Manuscript rejection. It’s one bitch of a rock.

 
Comment by Paul A. Toth
2009-11-06 17:23:29

“That’s some rock, that rock of rejection.”

“It’s the best there is.”

Comment by Simon Smithson
2009-11-07 00:38:35

Wasn’t there a naked guy in a tree around here somewhere?

 
 
Comment by Megan
2009-11-07 02:26:41

This was my favorite TNB post of yours. It was frank and wry and no tricks. Glad to hear you’ve found the right combination that allows you to share your talent with the world.

 
Comment by Marni Grossman
2009-11-07 22:17:09

This was great. I never manage to do this well. To not seem like I’m trying to elicit pity or sympathy. You didn’t, of course, but I can’t help it. I sympathize. And while it may not be your thing, my friend Marya wrote a really fantastic book about bipolar: “Madness.” Worth the read, for sure.

 
Comment by Kristen Elde
2009-11-08 08:40:12

Yeah, I don’t know. Seems that if authenticity/truth is one’s goal in writing, and one’s truth/ideas are too outside the mainstream, publishing may just not be in the cards. At least in the here and now. In the future… who knows. Maybe the presently narrow mind of the publishing industry will expand? Hope so.

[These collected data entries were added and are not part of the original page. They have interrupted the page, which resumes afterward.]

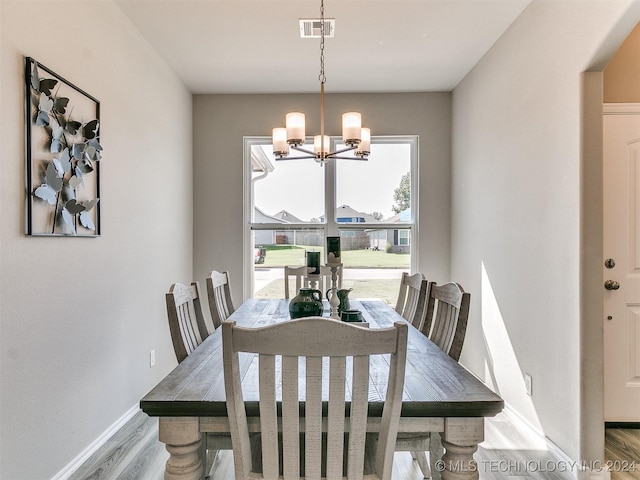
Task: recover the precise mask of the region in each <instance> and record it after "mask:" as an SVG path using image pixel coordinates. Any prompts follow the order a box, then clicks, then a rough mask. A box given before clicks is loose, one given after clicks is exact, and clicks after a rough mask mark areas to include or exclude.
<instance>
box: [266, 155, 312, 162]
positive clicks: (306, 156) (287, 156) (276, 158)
mask: <svg viewBox="0 0 640 480" xmlns="http://www.w3.org/2000/svg"><path fill="white" fill-rule="evenodd" d="M308 159H314V160H317V159H318V156H317V155H301V156H298V157H289V156H286V157H279V156H278V157H276V160H277V161H281V160H308Z"/></svg>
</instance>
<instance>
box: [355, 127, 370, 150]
mask: <svg viewBox="0 0 640 480" xmlns="http://www.w3.org/2000/svg"><path fill="white" fill-rule="evenodd" d="M360 136H361V137H362V138H361V139H360V143H359V144H358V148H356V155H360V156H363V157H366V156H367V155H369V153H371V129H369V128H364V127H363V128H362V129H361V130H360Z"/></svg>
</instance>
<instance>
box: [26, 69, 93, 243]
mask: <svg viewBox="0 0 640 480" xmlns="http://www.w3.org/2000/svg"><path fill="white" fill-rule="evenodd" d="M25 157H26V161H25V182H26V183H25V193H26V195H25V197H26V207H25V213H26V215H25V217H26V218H25V234H26V235H30V236H50V237H70V236H71V237H99V236H100V235H101V218H100V206H101V205H100V204H101V197H100V162H101V158H102V146H101V145H100V102H99V101H98V100H97V99H96V98H95V97H93V96H92V95H90V94H88V93H87V92H85V91H84V90H82V89H80V88H79V87H77V86H76V85H74V84H72V83H71V82H69V81H67V80H66V79H64V78H63V77H61V76H60V75H58V74H57V73H55V72H54V71H52V70H51V69H49V68H47V67H46V66H44V65H43V64H41V63H40V62H38V61H36V60H35V59H33V58H32V57H25Z"/></svg>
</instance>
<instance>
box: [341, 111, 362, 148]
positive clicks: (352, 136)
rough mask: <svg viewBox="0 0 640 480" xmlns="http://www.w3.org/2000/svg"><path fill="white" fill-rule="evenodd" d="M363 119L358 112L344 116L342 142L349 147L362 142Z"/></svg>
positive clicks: (350, 113)
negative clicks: (361, 131) (343, 142)
mask: <svg viewBox="0 0 640 480" xmlns="http://www.w3.org/2000/svg"><path fill="white" fill-rule="evenodd" d="M361 129H362V118H361V116H360V114H359V113H358V112H347V113H343V114H342V141H343V142H344V143H346V144H347V145H349V144H352V143H357V142H358V141H360V130H361Z"/></svg>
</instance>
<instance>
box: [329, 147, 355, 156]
mask: <svg viewBox="0 0 640 480" xmlns="http://www.w3.org/2000/svg"><path fill="white" fill-rule="evenodd" d="M356 148H358V146H357V145H353V146H350V147H346V148H343V149H342V150H336V151H335V152H332V153H329V154H328V156H331V157H335V156H336V155H339V154H341V153H344V152H350V151H351V150H355V149H356Z"/></svg>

At any rate, nice bold piece. And Confederacy of Dunces is my favorite book of all time. Long live Ignatius.

 
Comment by Irene Zion
2009-11-09 10:43:04

Paul,
I love reading everything you write, even your comments.
This is perfect: “that’s why they call it ’submitting.’”
(Brad has me so paranoid about perfect punctuation and grammar, that I want you to know I spent a very long time trying to figure out whether there is a space between the single and double quotes. It totally looks wrong this way, but I got people to vote and three little lines in a row won. Tell me if it’s right or wrong.

 
Comment by Irene Zion
2009-11-09 10:43:44

Oh. I forgot the end of parenthesis after all that. ) There.

 
Comment by Paul A. Toth
2009-11-09 14:30:53

I don’t see in my brief search that there should be a space between single and double quotation marks, but I’m willing to stand corrected. I don’t think I’ve ever seen it that way. Let me know if you find an authoritative source on this. Or Brad.

 
Comment by Mary
2009-11-11 11:44:24

I agree that there is no space required between single and double quotes, even if it looks awkward, because there’s no way not to make it look awkward.

I also agree that your bi-polar disorder is not you, and it’s all about finding your way to manage your life. I’ve come to think that given enough time and resources, we could come up with a disorder or a name that describes and categorizes every human struggle under the sun. It’s all just part of being human.